Have you been the victim of a dog attack? After such an event, who is responsible? Is it even worth your while to seek litigation?
While some dog attacks are minor inconveniences, some animal attacks can leave mental and physical scars. Larger breed dogs are strong enough to endanger the life of the attacked person. Significant costs related to surgeries, physical therapy and trauma counseling may be part of the recovery. In the case of dog attacks, dog owners are generally at fault for the injuries caused.
Here are two of the common questions people have about dog attacks:
- What compensation can I expect to receive if another person's dog attacks me?
- Is taking legal action a good option for me?
The information below may provide you with the answers you seek.
What compensation can I expect to receive if another person's dog attacks me?

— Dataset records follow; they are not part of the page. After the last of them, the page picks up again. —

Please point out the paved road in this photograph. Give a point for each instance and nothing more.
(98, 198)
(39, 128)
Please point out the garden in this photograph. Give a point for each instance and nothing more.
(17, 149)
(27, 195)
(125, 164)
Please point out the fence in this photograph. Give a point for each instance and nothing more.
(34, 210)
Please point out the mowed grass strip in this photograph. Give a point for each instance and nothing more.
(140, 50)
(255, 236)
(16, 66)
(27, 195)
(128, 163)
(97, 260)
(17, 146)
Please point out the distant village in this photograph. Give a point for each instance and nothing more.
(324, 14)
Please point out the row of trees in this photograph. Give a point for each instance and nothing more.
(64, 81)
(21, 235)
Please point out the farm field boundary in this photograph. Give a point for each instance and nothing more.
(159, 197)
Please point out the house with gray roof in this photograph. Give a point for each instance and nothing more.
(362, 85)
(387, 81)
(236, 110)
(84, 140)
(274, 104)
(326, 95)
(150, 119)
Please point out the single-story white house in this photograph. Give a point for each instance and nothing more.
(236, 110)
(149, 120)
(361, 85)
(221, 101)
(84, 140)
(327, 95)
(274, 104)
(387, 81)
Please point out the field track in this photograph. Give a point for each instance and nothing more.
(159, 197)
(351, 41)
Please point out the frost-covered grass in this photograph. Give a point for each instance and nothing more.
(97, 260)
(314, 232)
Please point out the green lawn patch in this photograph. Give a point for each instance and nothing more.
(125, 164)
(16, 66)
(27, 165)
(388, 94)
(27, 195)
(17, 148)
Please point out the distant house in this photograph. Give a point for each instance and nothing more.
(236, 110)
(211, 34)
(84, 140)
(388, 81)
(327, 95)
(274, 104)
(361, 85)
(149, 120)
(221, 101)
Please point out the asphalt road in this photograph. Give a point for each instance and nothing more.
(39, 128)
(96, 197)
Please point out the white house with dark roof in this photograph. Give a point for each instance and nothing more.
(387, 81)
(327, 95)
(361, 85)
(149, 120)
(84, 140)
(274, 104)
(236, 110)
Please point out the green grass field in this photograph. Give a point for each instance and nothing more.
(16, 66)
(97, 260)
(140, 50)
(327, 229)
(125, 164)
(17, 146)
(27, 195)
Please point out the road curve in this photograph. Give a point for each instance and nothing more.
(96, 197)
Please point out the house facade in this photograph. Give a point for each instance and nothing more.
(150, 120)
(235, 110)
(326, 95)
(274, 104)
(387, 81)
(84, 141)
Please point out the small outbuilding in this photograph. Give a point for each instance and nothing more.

If a dog attacks you, you can expect to receive compensation for any medical costs you incur. The medical costs will often include emergency room or physician's services, surgery, medical supplies and physical therapy. If your injury causes you to miss work, your lost wages may be part of any award. Any other damages that result because of the dog bite will likely be on the owner of the dog.
Awards to victims may also include payments for pain and suffering. This will depend of the severity of the dog bite injury, the length of your recovery, and the extent of your mental trauma. There is no set amount for pain and suffering awards, and courts decide these on a case-by-case basis.
Is taking legal action a good option for me?
You will want to weigh your options when considering legal action for a dog bite case. Are your injuries severe enough to warrant treatment? Most homeowner's insurance covers dog owners for this type of incident. Any judgment in your favor may come from the owner's insurance. A dog owner with no assets and no insurance will be unlikely to pay the costs associated with your injuries. If you think you may not want to sue, you should weigh the decision carefully because these types of lawsuits often have a statute of limitations. If you choose not to sue now, and have effects from the bite a year or two later, it may be too late.